Sometimes on the long car trips we spent rotating between Southern air bases, my father would tell the romantic story of his chance encounter with Peggy Peek as she drifted out of Davison's department store on Peachtree Street. He said, “I was in Atlanta getting some extra training before they shipped me out to the Philippines. I asked a barber where I could hunt up some broads and he told me the best place was down on Peachtree, right in the middle of the city. So I hopped a bus and got off and started walking around, sort of scouting the place out. Then your mother came out of a store in a red dress, carrying some shopping bags. Man, what a package. What a figure. I mean, this was one fine-looking Southern girl. So I followed her across the street. She was walking with two other girls. They were sisters, but I didn't know that then. I started up a conversation with her. You know. Showed her some suave moves of a Chicago boy. Told her I was a pilot—getting ready to go to war. Back then, it was always a sure pickup line with the broads. But I couldn't get your mother or her sisters to even talk to me. I mean, talk about three cold fish!

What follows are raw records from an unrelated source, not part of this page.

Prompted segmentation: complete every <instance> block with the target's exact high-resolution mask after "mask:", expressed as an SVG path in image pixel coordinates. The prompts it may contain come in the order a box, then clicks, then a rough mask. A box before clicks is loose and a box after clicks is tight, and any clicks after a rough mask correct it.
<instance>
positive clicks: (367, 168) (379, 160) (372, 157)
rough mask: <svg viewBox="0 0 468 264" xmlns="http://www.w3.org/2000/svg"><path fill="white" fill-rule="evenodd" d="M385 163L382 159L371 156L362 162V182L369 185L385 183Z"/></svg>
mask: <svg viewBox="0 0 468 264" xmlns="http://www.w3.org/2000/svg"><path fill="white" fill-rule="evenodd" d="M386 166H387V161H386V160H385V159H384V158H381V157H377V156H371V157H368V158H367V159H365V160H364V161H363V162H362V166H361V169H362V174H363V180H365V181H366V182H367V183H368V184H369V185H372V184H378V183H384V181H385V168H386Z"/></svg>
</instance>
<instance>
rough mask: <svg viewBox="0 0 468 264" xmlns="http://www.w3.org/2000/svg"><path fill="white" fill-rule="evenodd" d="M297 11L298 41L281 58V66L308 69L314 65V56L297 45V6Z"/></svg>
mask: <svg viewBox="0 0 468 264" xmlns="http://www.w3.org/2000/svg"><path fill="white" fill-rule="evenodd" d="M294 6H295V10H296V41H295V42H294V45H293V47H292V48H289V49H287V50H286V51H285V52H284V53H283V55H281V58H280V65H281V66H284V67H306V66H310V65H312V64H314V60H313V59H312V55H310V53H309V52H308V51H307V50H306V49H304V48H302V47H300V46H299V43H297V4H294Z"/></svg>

But they'd never met a Chicago boy, especially one as charming as me. So I kept going, ratcheting up the pressure, throwing out my best lines. I told Peg I was heading off to war, would probably be dead in a month or two, but was willing to die for my country, and wanted to live long enough to bomb Tokyo. Then I saw a bus coming up to the stop and watched in panic as your mother and her sisters got on. No air-conditioning back then, so all the windows were raised. Jesus Christ, I was starting to panic. Your mother sat by the window. So I started begging, begging, which I'm not ashamed to admit. I begged her for an address, a telephone number, the name of her father, anything. We could go dancing, to a movie, maybe make out a little bit.